Remuneration for professional services

2 March, 2015
by: Cripps Pemberton Greenish

The Court of Appeal decision in D&K Drost Consult GmbH and another v Foremost Leisure (Holdings) Ltd (2015) concerned fees due to a professional consultant for preliminary services which were disputed by the developer.

Very much like the case in our last post the case centred on the interpretation of the conduct of the parties. Our last post concerned a case where the court had to decide whether a contract had been formed. This case concerned the terms of the agreement reached by the parties.

Almost every development or construction project will require the services of a professional consultant such as an architect, engineer or planning consultant, often at a very early stage. The type and number of consultants required will very much depend on the needs of the individual project.

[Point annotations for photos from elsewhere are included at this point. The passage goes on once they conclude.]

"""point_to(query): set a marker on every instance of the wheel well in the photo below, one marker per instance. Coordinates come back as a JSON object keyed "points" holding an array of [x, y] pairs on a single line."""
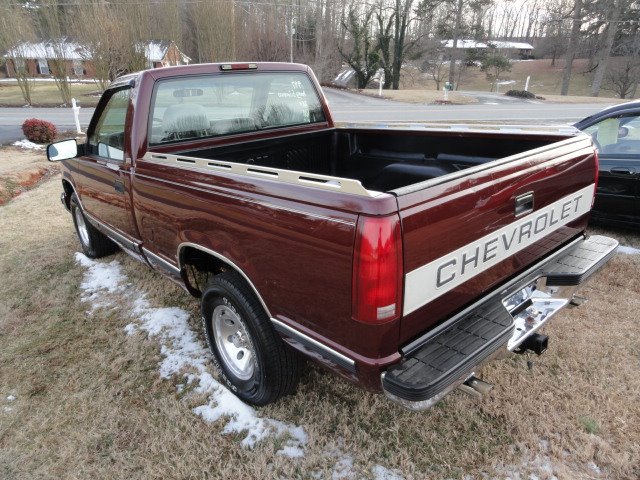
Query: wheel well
{"points": [[198, 266]]}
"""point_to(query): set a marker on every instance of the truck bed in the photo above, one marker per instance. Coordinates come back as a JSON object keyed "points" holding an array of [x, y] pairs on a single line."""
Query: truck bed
{"points": [[381, 160]]}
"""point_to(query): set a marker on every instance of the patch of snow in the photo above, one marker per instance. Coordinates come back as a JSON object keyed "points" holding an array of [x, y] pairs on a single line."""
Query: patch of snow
{"points": [[131, 329], [182, 351], [343, 468], [100, 277], [628, 250], [382, 473], [26, 144]]}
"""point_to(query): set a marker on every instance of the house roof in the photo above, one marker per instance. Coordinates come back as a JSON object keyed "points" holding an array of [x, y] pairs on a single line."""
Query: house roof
{"points": [[155, 50], [47, 49], [500, 44]]}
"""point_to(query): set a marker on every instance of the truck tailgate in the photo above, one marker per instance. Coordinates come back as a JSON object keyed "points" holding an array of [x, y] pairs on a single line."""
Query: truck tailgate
{"points": [[466, 233]]}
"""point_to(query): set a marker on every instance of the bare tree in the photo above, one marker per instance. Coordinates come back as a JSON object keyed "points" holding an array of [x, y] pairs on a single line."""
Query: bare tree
{"points": [[102, 43], [53, 28], [16, 29], [435, 65], [612, 19], [213, 26], [494, 65], [574, 40], [622, 78], [362, 55]]}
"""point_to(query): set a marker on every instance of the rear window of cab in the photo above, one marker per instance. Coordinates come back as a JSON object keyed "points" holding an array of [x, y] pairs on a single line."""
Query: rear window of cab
{"points": [[202, 106]]}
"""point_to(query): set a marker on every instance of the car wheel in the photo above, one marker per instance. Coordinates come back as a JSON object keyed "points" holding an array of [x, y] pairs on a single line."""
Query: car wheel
{"points": [[250, 356], [94, 243]]}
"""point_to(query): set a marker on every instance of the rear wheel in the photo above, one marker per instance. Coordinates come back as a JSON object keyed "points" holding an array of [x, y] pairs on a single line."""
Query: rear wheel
{"points": [[94, 243], [250, 356]]}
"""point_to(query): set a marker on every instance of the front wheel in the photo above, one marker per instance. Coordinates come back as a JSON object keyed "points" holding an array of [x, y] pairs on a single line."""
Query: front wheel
{"points": [[250, 356]]}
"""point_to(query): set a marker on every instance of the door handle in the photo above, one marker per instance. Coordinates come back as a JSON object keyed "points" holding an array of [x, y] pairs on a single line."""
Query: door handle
{"points": [[623, 170], [524, 204]]}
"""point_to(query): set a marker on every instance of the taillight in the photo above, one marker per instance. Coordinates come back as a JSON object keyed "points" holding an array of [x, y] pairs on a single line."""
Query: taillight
{"points": [[596, 160], [377, 270]]}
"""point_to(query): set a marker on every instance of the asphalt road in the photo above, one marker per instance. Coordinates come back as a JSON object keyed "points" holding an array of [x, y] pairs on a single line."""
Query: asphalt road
{"points": [[349, 107]]}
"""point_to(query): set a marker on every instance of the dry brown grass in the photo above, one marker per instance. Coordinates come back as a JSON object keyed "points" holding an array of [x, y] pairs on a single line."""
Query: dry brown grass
{"points": [[21, 170], [546, 80], [90, 403]]}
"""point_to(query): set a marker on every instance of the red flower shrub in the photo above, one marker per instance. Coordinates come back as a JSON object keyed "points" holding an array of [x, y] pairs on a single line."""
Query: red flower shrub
{"points": [[39, 131]]}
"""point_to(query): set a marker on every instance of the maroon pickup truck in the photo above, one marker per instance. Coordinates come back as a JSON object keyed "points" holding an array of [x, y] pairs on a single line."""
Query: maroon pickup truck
{"points": [[399, 258]]}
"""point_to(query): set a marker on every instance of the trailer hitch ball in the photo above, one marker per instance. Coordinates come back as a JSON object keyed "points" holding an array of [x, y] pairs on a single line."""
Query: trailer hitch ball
{"points": [[535, 343]]}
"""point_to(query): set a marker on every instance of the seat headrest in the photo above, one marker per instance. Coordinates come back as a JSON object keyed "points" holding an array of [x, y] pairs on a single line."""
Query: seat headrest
{"points": [[185, 118]]}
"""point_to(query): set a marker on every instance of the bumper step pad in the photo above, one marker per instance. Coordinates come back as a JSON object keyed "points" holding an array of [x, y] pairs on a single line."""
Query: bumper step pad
{"points": [[581, 262], [450, 353]]}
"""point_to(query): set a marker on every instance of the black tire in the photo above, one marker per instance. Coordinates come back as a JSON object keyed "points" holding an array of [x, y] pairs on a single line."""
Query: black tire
{"points": [[276, 367], [94, 244]]}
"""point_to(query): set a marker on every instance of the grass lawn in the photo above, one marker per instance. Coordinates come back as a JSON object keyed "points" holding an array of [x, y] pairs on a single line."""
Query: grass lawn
{"points": [[46, 94], [546, 80], [79, 398]]}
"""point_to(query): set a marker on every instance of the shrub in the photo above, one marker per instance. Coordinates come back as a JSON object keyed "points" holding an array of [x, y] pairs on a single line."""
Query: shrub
{"points": [[39, 131], [520, 94]]}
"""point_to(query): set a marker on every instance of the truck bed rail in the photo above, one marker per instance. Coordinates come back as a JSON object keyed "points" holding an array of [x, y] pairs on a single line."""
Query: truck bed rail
{"points": [[326, 182]]}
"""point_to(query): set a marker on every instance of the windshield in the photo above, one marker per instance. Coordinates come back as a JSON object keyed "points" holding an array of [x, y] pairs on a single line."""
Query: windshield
{"points": [[212, 105]]}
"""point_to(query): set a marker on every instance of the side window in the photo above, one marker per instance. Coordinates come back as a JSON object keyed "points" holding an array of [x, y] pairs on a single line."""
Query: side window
{"points": [[617, 136], [107, 139]]}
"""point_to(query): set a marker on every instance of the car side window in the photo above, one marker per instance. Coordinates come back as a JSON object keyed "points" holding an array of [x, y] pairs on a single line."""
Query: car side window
{"points": [[617, 135], [107, 138]]}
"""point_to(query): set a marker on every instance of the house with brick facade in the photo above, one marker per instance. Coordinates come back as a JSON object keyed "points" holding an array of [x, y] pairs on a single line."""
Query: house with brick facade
{"points": [[39, 58]]}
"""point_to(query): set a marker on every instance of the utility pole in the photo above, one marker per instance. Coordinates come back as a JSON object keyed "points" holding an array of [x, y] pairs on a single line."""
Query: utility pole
{"points": [[291, 40]]}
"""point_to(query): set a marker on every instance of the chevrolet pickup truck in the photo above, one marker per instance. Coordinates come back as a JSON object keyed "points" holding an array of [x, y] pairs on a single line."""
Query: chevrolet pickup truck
{"points": [[400, 258]]}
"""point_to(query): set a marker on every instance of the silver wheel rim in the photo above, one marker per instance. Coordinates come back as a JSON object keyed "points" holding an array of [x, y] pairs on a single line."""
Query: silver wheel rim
{"points": [[233, 342], [82, 227]]}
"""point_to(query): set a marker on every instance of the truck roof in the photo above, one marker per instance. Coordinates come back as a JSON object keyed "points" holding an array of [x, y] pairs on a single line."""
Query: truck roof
{"points": [[203, 68]]}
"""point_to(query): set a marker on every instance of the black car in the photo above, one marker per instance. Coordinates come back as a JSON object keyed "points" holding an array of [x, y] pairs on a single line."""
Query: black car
{"points": [[616, 134]]}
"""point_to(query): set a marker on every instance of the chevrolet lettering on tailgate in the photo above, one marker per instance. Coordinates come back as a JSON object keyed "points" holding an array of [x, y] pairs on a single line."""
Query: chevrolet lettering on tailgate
{"points": [[444, 274]]}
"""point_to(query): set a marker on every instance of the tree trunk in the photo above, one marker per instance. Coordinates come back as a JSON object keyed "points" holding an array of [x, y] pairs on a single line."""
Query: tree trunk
{"points": [[456, 37], [573, 45], [605, 52]]}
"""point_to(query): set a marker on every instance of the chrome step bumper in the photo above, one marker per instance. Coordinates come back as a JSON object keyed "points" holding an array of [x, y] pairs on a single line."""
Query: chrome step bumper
{"points": [[445, 357]]}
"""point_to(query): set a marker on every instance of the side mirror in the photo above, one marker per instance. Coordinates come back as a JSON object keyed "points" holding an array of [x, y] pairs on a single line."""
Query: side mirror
{"points": [[623, 132], [63, 150]]}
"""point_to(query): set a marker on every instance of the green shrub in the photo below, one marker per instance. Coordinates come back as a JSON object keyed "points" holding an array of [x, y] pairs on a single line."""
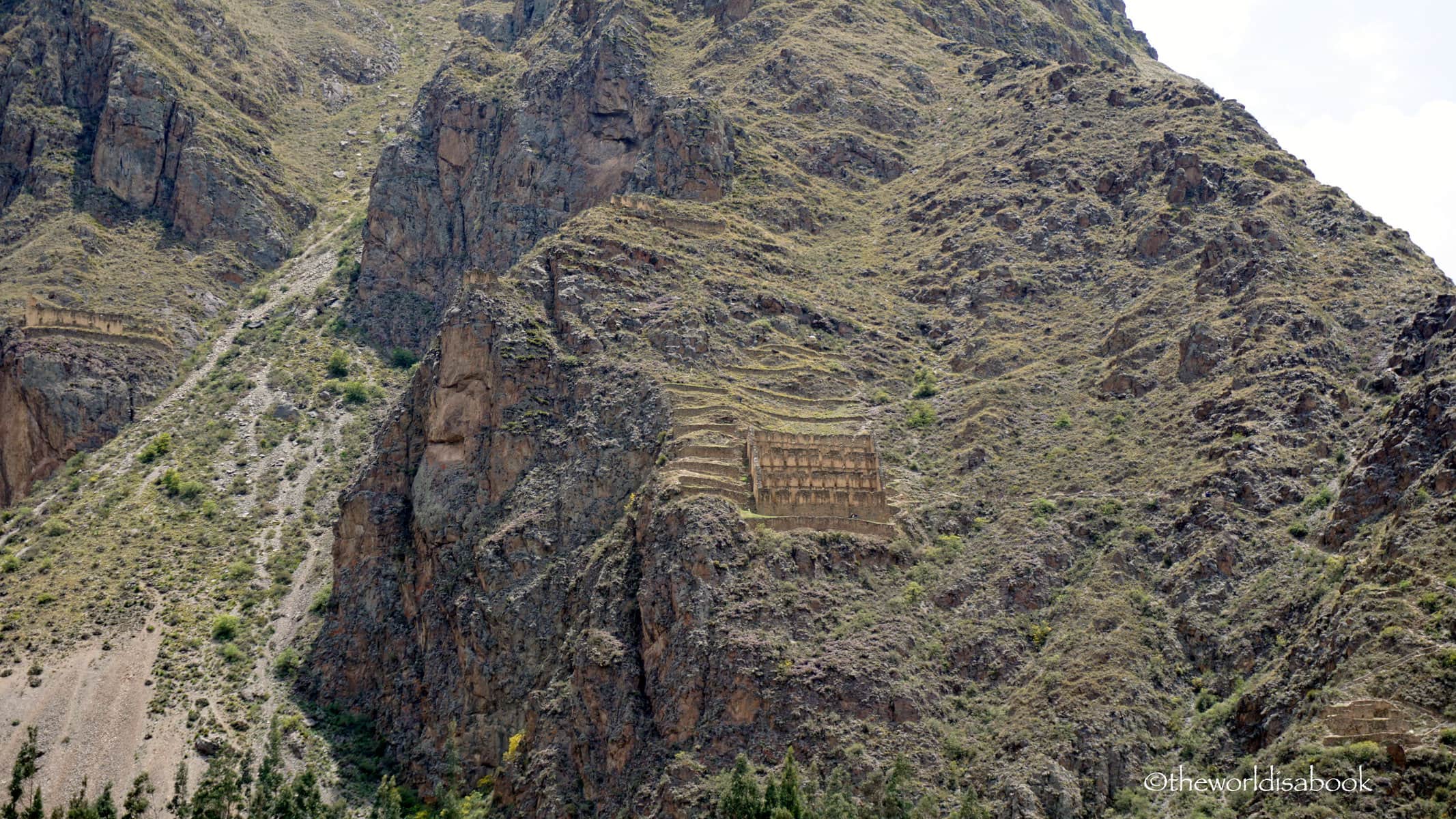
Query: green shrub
{"points": [[913, 594], [287, 662], [321, 600], [925, 386], [1319, 500], [1360, 753], [169, 482], [338, 364], [950, 546], [921, 415], [158, 447], [347, 271], [226, 626], [190, 489]]}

In this case the professional consultants were an architectural firm and a project management company and the project was the development of a hotel site. Preliminary services were performed by the professional consultants in anticipation that the parties would enter into a binding retainer which would govern the totality of their relationship. Negotiations on the terms of that agreement were conducted alongside the provision of services.

The developer became dissatisfied with the performance of the professionals in question and appointed replacements. It was only after that event that an agreement was reached. The value of the services provided were agreed to be €150,000. The developer was invoiced for this sum but did not pay.

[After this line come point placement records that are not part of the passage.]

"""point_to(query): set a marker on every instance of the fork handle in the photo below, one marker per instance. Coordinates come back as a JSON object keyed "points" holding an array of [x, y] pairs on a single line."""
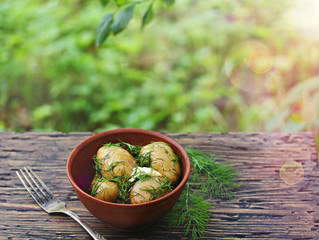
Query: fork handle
{"points": [[94, 234]]}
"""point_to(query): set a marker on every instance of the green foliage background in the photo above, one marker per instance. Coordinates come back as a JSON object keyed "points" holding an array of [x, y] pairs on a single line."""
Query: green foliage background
{"points": [[171, 76]]}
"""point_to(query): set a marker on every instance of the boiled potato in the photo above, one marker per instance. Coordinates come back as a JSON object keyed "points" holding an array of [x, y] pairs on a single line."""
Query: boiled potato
{"points": [[106, 190], [163, 160], [147, 190], [115, 161]]}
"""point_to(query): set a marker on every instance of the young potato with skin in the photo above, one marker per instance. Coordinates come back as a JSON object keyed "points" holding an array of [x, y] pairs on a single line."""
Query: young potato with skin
{"points": [[147, 190], [106, 190], [115, 161], [163, 160]]}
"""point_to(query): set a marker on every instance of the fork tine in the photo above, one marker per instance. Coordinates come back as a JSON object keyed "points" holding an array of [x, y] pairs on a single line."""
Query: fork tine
{"points": [[43, 188], [42, 183], [24, 181]]}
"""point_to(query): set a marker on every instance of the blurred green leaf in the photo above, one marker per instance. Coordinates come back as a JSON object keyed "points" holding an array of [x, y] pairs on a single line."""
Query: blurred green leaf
{"points": [[104, 2], [148, 16], [122, 2], [122, 19], [168, 2], [103, 29]]}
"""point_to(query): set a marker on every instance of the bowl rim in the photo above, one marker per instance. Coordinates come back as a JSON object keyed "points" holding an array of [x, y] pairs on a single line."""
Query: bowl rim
{"points": [[128, 130]]}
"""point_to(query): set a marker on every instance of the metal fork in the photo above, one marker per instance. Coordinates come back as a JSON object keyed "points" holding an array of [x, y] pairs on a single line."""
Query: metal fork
{"points": [[46, 200]]}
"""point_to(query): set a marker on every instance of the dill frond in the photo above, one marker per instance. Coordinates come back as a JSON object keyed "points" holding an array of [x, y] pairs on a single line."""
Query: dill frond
{"points": [[209, 180], [216, 179], [192, 212]]}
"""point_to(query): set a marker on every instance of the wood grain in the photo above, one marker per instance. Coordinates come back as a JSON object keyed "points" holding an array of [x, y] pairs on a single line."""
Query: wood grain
{"points": [[264, 207]]}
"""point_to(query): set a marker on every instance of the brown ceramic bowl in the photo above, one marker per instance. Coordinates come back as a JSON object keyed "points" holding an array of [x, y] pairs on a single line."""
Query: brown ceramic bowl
{"points": [[123, 217]]}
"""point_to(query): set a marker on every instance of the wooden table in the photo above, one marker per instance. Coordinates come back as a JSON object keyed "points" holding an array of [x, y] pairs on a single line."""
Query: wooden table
{"points": [[265, 206]]}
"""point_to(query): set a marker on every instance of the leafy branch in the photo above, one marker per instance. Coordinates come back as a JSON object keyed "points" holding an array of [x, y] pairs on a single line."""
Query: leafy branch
{"points": [[210, 180], [116, 22]]}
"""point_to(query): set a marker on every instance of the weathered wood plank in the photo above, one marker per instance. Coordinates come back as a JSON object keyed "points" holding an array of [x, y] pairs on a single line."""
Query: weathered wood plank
{"points": [[264, 207]]}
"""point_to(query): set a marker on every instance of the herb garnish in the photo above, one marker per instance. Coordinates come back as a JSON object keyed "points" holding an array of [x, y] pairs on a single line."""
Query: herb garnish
{"points": [[210, 180]]}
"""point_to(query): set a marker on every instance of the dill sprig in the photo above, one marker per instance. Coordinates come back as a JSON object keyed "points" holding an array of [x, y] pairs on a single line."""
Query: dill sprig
{"points": [[192, 212], [209, 180]]}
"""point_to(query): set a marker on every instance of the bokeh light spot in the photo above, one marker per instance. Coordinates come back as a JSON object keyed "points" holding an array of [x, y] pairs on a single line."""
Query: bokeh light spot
{"points": [[260, 61], [291, 172], [304, 112]]}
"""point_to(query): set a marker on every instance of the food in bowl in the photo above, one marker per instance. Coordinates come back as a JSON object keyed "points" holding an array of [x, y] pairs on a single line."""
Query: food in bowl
{"points": [[134, 174], [123, 217]]}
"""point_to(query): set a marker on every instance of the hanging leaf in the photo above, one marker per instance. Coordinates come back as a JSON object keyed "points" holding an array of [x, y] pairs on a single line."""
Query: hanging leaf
{"points": [[122, 19], [168, 2], [103, 29], [104, 2], [121, 2], [148, 16]]}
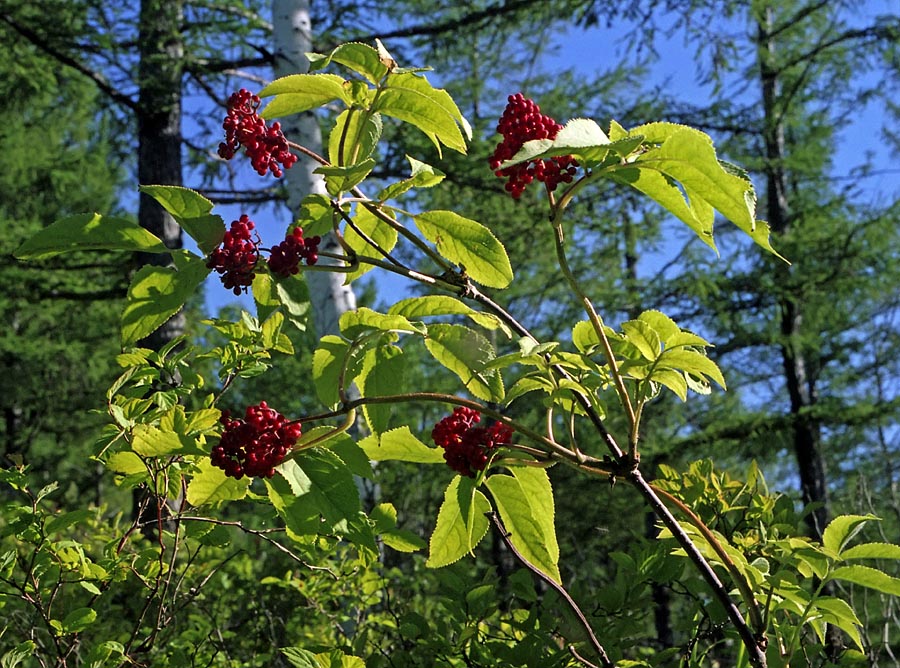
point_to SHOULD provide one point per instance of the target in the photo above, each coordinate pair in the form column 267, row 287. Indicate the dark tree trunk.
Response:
column 801, row 387
column 159, row 163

The dispute concerned the terms of the agreement. It was contended by the developer that the agreement was a fee for services both past and future and consequently there was no obligation to pay the full sum at the point contended. The professionals contended that on the terms of the agreement there was clearly no further services to be rendered and as a result the full sum was properly due and owing. The Court at first instance agreed with the professionals and the Court of Appeal upheld this decision. On the facts of the case it made no sense that the agreement could have related to both past and future services, particularly in circumstances where a new professional team had been appointed.

While the case turns on its facts there are some practical pointers that arise, most notably the need for clarity in all respects at an early stage. A letter of intent may have resolved any confusion in the case at the outset but even short of that, good practice dictates that where parties are providing services without a formal contract in place, clearly communication is vital to minimise the risk of these sorts of disputes arising.